De oorzaak: spotgoedkope fast fashion
Laten we beginnen met het eerste deel: de oorzaak. Ook politiek Den Haag erkent inmiddels dat de textielsector vervuilend is en vol misstanden zit. We weten dat voor die spotgoedkope jeans een prijs wordt betaald elders in de keten. Die naaister in Vietnam werkt lange dagen voor een hongerloon en krijgt stokslagen als ze haar target niet haalt. Dit soort situaties zijn al lange tijd een doorn in het oog van de Nederlandse overheid die daarom in 2016 een textielconvenant ondertekende met de grootste kledingmerken van ons land. De belangrijkste afspraak daarin? Dat is het openbaar maken van die fabrieken, zodat iedereen er kan gaan kijken. Dat is al een hele stap voorwaarts, omdat veel kledingbedrijven niet wisten waar hun kleding überhaupt werd geproduceerd. Dat ging via tussenpersonen.
Het wegnemen van die anonimiteit dwingt bedrijven om langetermijnrelaties op te bouwen met hun fabrikanten. Immers, hoe beter je elkaar kent, hoe beter je met elkaar in gesprek komt over de (arbeids)voorwaarden waaronder je jouw product laat maken. Om die reden bracht Tweede Kamerlid Carla Dik-Faber (ChristenUnie) vorige week het punt ‘meer transparantie, minder fast fashion’ in. En Jessica van Eijs (Tweede Kamerlid D66) had het over een kledinglabel zoals het energielabel op ijskasten en wasmachines.

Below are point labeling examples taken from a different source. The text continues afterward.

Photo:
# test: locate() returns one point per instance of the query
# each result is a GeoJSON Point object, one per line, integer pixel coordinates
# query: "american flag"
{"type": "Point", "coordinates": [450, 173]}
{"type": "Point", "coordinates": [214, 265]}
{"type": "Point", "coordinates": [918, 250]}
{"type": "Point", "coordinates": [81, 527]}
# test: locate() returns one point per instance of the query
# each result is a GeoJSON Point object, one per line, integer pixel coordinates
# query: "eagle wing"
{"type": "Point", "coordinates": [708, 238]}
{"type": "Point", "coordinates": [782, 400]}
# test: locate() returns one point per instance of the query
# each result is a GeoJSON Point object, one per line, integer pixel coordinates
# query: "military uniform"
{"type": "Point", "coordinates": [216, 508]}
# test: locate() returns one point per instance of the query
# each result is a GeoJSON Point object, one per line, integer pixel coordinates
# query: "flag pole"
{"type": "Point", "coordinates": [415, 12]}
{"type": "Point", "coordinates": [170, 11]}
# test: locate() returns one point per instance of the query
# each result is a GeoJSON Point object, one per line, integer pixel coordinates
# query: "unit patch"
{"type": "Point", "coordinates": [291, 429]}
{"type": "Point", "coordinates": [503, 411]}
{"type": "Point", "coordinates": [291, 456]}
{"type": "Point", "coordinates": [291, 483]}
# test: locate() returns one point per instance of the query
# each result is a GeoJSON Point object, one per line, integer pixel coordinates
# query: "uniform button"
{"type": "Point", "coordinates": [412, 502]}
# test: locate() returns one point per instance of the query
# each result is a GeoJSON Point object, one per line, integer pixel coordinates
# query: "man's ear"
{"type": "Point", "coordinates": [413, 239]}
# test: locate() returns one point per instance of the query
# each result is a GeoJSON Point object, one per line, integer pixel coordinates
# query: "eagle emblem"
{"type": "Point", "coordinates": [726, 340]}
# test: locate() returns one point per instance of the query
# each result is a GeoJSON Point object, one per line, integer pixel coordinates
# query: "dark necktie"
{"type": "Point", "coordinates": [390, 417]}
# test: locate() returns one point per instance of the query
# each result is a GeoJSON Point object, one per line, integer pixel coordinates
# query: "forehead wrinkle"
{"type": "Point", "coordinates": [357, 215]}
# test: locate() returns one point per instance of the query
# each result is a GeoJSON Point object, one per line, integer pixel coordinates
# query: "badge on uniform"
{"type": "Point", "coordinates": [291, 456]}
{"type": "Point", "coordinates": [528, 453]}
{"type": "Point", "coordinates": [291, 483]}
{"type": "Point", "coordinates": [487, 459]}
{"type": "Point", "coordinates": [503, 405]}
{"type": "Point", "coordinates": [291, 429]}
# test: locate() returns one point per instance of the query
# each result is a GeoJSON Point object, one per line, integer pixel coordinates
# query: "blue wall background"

De oplossing: een circulair businessmodel
En zo komen we op het tweede deel: een circulair businessmodel als oplossing voor die problematiek. Daarin wordt oud textiel hergebruikt in nieuwe kleding. Als je dat doet, dan moet je wel met de hele keten samenwerken. Dat is goed voor de textielarbeiders en het milieu. Het eerder genoemde label moet dan ook helpen om recycling eenvoudiger te maken, bijvoorbeeld door precies te laten zien welke stoffen er in de kleding zitten.
Fonds circulair textiel
De eerste stappen naar circulaire kleding zijn al lang gezet, zeker in de bedrijfskleding, maar in de fashion gaat het langzaam. Er zijn nog veel technische hobbels en de modemerken lopen er nog niet warm voor omdat het een compleet nieuw businessmodel vraagt. Om dit te versnellen pleit MVO Nederland voor een textielfonds dat gevuld wordt uit een soort verwijderingsbijdrage, net als bij huishoudelijke apparaten. Op elk kledingstuk een paar cent zal de consument niet merken, maar het levert al snel een flink bedrag op waar circulaire technieken mee zijn te ontwikkelen. En als we die technieken ook nog exporteren naar textielproducerende landen heeft de BV Nederland er een nieuw verdienmodel bij. Dat is beter dan blijven hangen in de oude economie. Die heeft zijn langste tijd gehad. De circulaire economie is de nieuwe economie.